Auction: Thursday September 2, 6pm
Visions of Utopia marks the third occasion that COCA and Christchurch Cathedral have joined forces to present an art exhibition and fundraising event. The show features paintings, sculptures and photographs, both abstract and figurative, by a group of artists who would appear to be united only in their diversity. Nevertheless, the viewer is invited to consider these works as utopian - a term that, as Warren Feeney points out in his essay for the exhibition catalogue, is inherently paradoxical. 'Utopia', Feeney reminds us, is the title of Thomas More's famous book of 1516, which envisions an ideal society. However, the etymology of 'utopia' suggests More's intentions were satirical rather than idealistic. For 'utopia' is a neologism intentionally confusing Greek words for 'not' and 'good' with 'place'. In other words, a utopia is a 'good place' that is also 'no place' - by definition, an unrealizable ideal.

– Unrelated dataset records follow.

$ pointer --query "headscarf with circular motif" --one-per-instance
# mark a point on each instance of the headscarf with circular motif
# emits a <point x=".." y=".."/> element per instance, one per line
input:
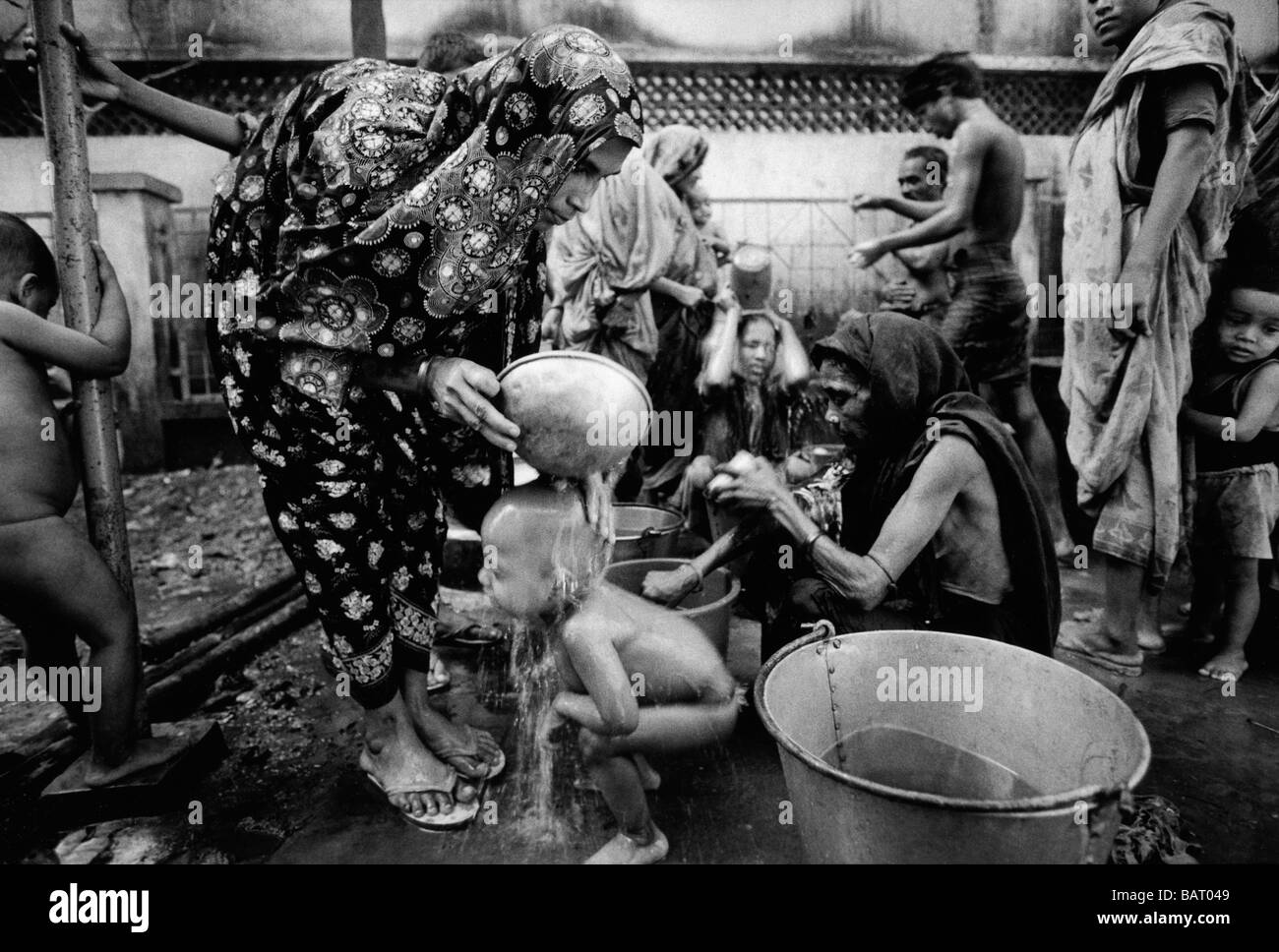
<point x="676" y="150"/>
<point x="378" y="204"/>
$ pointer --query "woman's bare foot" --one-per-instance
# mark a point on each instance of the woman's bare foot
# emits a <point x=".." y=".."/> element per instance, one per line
<point x="625" y="852"/>
<point x="1151" y="641"/>
<point x="414" y="781"/>
<point x="648" y="777"/>
<point x="469" y="751"/>
<point x="1227" y="665"/>
<point x="148" y="752"/>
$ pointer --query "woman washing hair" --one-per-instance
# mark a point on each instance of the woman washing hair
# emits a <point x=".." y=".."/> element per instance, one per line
<point x="755" y="370"/>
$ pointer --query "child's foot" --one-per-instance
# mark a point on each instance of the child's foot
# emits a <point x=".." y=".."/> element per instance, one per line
<point x="471" y="752"/>
<point x="413" y="781"/>
<point x="1099" y="648"/>
<point x="1226" y="666"/>
<point x="625" y="852"/>
<point x="148" y="752"/>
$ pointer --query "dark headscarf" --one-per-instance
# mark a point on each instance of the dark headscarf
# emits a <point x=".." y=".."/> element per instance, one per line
<point x="378" y="206"/>
<point x="919" y="393"/>
<point x="676" y="150"/>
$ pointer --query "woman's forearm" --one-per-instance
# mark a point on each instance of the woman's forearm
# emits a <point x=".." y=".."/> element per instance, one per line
<point x="912" y="208"/>
<point x="1180" y="175"/>
<point x="200" y="123"/>
<point x="672" y="289"/>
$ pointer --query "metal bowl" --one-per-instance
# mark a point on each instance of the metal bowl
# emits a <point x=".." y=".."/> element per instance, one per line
<point x="577" y="413"/>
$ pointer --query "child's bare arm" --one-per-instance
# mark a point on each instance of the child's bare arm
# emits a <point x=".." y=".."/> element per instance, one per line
<point x="1260" y="402"/>
<point x="101" y="353"/>
<point x="102" y="80"/>
<point x="1258" y="406"/>
<point x="609" y="705"/>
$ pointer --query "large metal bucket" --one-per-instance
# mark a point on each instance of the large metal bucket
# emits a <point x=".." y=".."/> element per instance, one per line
<point x="644" y="532"/>
<point x="710" y="607"/>
<point x="1065" y="734"/>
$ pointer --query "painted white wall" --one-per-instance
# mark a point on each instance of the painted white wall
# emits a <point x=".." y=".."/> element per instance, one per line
<point x="811" y="239"/>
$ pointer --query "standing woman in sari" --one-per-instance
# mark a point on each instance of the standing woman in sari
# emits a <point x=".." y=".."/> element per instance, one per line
<point x="391" y="224"/>
<point x="1155" y="173"/>
<point x="613" y="266"/>
<point x="682" y="303"/>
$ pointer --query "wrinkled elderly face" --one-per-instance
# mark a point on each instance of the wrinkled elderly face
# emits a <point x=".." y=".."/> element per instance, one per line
<point x="848" y="396"/>
<point x="917" y="182"/>
<point x="575" y="196"/>
<point x="1249" y="327"/>
<point x="1116" y="22"/>
<point x="756" y="349"/>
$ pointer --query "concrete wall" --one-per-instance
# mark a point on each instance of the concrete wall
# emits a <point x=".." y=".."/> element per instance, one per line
<point x="699" y="29"/>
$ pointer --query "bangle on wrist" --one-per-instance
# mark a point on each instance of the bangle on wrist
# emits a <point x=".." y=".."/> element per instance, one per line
<point x="422" y="370"/>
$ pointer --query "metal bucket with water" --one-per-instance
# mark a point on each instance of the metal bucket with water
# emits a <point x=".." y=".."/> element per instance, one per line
<point x="751" y="276"/>
<point x="710" y="607"/>
<point x="644" y="532"/>
<point x="1050" y="750"/>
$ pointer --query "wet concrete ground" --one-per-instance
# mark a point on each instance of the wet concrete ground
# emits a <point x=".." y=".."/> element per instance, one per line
<point x="721" y="805"/>
<point x="290" y="790"/>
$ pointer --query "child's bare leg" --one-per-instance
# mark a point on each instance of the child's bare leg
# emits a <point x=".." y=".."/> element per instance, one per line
<point x="1205" y="600"/>
<point x="1242" y="603"/>
<point x="49" y="647"/>
<point x="47" y="566"/>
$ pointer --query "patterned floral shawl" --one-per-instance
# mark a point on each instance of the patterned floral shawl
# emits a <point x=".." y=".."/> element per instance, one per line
<point x="382" y="209"/>
<point x="1125" y="396"/>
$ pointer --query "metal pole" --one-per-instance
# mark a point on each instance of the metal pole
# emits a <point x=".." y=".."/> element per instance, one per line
<point x="75" y="224"/>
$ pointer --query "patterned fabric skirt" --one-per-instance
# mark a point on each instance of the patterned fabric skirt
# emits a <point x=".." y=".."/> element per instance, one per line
<point x="349" y="492"/>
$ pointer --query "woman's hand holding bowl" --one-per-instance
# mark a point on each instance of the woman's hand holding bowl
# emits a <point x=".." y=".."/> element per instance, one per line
<point x="460" y="389"/>
<point x="746" y="482"/>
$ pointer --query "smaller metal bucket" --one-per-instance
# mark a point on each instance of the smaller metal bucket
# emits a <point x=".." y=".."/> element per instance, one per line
<point x="710" y="607"/>
<point x="644" y="532"/>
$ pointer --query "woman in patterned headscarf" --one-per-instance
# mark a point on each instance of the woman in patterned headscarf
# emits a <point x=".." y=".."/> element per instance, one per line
<point x="389" y="226"/>
<point x="678" y="152"/>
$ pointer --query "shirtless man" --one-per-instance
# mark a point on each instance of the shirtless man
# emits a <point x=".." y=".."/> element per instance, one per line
<point x="52" y="583"/>
<point x="986" y="321"/>
<point x="925" y="291"/>
<point x="638" y="679"/>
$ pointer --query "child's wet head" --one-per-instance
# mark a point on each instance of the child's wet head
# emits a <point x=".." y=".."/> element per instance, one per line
<point x="540" y="555"/>
<point x="1248" y="325"/>
<point x="29" y="275"/>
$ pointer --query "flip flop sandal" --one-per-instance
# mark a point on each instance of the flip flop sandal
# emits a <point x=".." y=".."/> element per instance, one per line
<point x="458" y="816"/>
<point x="473" y="636"/>
<point x="473" y="751"/>
<point x="1107" y="664"/>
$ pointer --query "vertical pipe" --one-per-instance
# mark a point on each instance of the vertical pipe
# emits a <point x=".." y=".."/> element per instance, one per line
<point x="75" y="224"/>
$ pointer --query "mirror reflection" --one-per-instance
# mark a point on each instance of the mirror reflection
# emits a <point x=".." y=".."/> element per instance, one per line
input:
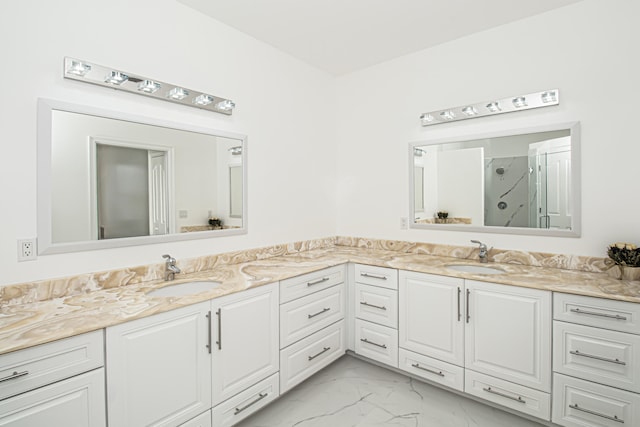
<point x="111" y="182"/>
<point x="516" y="182"/>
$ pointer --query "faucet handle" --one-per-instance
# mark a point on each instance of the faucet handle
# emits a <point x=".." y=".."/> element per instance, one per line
<point x="478" y="242"/>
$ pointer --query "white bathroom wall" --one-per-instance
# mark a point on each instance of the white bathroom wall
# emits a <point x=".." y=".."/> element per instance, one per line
<point x="587" y="50"/>
<point x="282" y="106"/>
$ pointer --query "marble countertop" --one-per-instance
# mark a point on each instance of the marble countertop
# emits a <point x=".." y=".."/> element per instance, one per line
<point x="26" y="325"/>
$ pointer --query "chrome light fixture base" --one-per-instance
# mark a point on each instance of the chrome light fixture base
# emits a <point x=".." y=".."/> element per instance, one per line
<point x="87" y="72"/>
<point x="545" y="98"/>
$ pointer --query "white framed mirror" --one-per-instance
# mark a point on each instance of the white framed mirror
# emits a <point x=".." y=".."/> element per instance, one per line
<point x="513" y="181"/>
<point x="108" y="179"/>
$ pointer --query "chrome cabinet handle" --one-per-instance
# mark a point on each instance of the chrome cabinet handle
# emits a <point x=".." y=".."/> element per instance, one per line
<point x="373" y="343"/>
<point x="209" y="331"/>
<point x="593" y="313"/>
<point x="324" y="350"/>
<point x="260" y="397"/>
<point x="317" y="282"/>
<point x="379" y="307"/>
<point x="13" y="376"/>
<point x="591" y="356"/>
<point x="468" y="298"/>
<point x="324" y="310"/>
<point x="417" y="366"/>
<point x="374" y="276"/>
<point x="608" y="417"/>
<point x="219" y="342"/>
<point x="517" y="399"/>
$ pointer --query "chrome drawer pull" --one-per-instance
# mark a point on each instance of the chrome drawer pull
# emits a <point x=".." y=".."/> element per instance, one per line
<point x="591" y="356"/>
<point x="593" y="313"/>
<point x="379" y="307"/>
<point x="374" y="276"/>
<point x="373" y="343"/>
<point x="614" y="418"/>
<point x="517" y="399"/>
<point x="324" y="310"/>
<point x="260" y="397"/>
<point x="317" y="282"/>
<point x="15" y="375"/>
<point x="324" y="350"/>
<point x="417" y="366"/>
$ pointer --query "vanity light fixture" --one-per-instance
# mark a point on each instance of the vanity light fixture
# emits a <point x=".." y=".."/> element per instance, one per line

A 'utopian' artwork, then, might embrace satire as readily as idealism - and, in fact, the works chosen for Visions of Utopia do indeed appear to occupy positions ranging from the sceptical to the quixotic. Hence, David Woodings' glossy, hyperrealist painting of a Cadillac fun-ride in a shopping mall, 'Everybody's going somewhere just as fast as they can ride,' exposes the 'drive to consume,' presenting it as an ecstatic stasis; a journey that goes nowhere. Simon Edwards' charcoal drawing 'Subtopian Romance I' juxtaposes a leafless tree with a deserted road, creating an image of rapt contemplation, but one also tacitly equating perfection with the absence of life. Similarly, perfection construed as an elucidation of essence that flirts with nullity pervades the minimalist abstract paintings and sculptures of Kara Burrowes and Sarah Mortlock. The trouble with seeking the absolute is that one risks ending up with absolutely nothing. However, myriad incidents of surface colour and texture in Burrowes paintings, or the subtly inclined surfaces of Mortlock's constructions, speak of processes of becoming rather than ultimate endpoints in art. This is an ideal that encourages one to look for the utopian not in places or things, but rather in the striving for such. Sam Mahon's signature work for the show expresses this idea in figurative terms. A pyramid of straining adults lifts up a little girl so she can grasp the fruit of life. The many sacrifice, therefore, in order to ensure one of their number (the embodiment of their future, no less) approaches perfection. In this way, Mahon envisions a community one might well term utopian.